相撲の番付で前頭を平幕という。横綱、大関でも、関脇、小結でもない前頭が優勝することを平幕優勝という。今場所はちゃんと横綱の大の里が優勝したけど、近年この平幕優勝が頻発しているのだ。本来こういうことは滅多にないはずのことで、番付が崩壊しているのではないかとの批判も多い。
相撲界にとっても決していいことではないと思うが、本人にとってもあまりいいことではないようだ。なぜかというと、平幕優勝した力士が大成したのをあまり見たことがない。平幕優勝した後に横綱になったのは数人しかいないのだ。ほとんどはまぐれで終わってしまうのである。

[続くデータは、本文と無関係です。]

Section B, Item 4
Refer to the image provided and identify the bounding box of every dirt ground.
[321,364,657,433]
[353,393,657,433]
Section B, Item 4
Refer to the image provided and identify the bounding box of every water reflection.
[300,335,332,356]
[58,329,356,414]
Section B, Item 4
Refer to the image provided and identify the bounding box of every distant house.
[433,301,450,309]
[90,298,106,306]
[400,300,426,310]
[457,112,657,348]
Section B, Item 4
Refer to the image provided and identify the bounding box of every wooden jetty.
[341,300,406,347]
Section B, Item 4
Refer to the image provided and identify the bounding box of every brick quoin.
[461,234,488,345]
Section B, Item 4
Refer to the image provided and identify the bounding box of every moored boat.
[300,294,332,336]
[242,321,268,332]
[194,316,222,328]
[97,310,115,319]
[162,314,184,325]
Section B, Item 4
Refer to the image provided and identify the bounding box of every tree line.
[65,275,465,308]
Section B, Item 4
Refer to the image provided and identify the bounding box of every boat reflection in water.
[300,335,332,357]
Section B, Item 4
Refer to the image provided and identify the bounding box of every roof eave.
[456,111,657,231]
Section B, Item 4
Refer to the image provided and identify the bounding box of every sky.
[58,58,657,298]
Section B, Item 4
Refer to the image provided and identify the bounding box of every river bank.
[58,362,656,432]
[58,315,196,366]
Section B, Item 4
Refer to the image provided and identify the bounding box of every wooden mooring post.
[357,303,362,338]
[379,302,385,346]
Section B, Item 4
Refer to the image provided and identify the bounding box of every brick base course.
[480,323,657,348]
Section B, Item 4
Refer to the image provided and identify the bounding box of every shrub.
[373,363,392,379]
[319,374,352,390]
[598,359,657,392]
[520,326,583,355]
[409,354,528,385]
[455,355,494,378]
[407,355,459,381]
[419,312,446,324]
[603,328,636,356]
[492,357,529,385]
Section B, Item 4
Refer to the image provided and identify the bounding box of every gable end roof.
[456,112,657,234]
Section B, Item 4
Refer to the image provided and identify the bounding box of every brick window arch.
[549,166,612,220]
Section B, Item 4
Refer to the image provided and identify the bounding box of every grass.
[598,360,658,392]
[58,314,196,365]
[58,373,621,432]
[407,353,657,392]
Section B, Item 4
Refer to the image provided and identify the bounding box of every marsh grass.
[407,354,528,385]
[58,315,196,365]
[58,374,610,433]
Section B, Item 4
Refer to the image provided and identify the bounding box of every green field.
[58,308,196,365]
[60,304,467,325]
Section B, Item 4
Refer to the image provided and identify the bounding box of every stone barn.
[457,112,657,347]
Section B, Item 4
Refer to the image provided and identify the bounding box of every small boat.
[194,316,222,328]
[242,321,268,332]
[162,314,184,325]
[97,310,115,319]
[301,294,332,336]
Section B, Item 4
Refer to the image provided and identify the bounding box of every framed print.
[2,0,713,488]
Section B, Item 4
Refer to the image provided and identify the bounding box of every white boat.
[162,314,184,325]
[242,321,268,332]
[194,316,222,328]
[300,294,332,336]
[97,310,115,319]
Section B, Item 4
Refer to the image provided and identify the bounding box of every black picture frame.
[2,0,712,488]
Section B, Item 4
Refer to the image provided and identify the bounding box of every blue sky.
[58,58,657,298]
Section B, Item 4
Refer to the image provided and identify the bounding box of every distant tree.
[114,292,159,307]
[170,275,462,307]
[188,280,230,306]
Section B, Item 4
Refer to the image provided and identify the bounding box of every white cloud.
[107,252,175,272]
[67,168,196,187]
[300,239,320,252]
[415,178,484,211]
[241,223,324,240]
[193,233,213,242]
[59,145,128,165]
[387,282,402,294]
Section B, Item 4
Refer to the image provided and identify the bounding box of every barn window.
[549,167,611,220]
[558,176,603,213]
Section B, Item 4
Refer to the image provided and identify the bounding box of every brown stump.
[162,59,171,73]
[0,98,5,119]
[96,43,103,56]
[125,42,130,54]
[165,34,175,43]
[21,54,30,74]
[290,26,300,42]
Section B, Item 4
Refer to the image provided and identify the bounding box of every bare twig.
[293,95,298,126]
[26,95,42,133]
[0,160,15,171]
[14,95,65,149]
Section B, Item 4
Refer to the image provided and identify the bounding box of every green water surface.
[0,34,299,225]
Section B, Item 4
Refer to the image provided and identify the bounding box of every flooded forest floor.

力士にとって優勝は一つの夢だから、達成感を感じてしまうこともあるだろう。また優勝すると取材やお祝いの会など多数あって、どうしても稽古が不十分になりがちである。それでも地力のある横綱や大関なら次の場所にもちゃんと成績を残せるだろうが、平幕の力量で稽古不足ではどうにもならない。優勝の次の場所では散々な成績に終わることが多いのだ。
先場所平幕優勝した琴勝峰は、今場所3勝12敗と予想通りの惨敗だった。平幕優勝後に負け越すのはいつものパターンなのである。やっぱり今回もこうなってしまった。一回の優勝で満足してしまうということはないだろうが、なぜかその後伸び悩んでしまうのは恒例なのだ。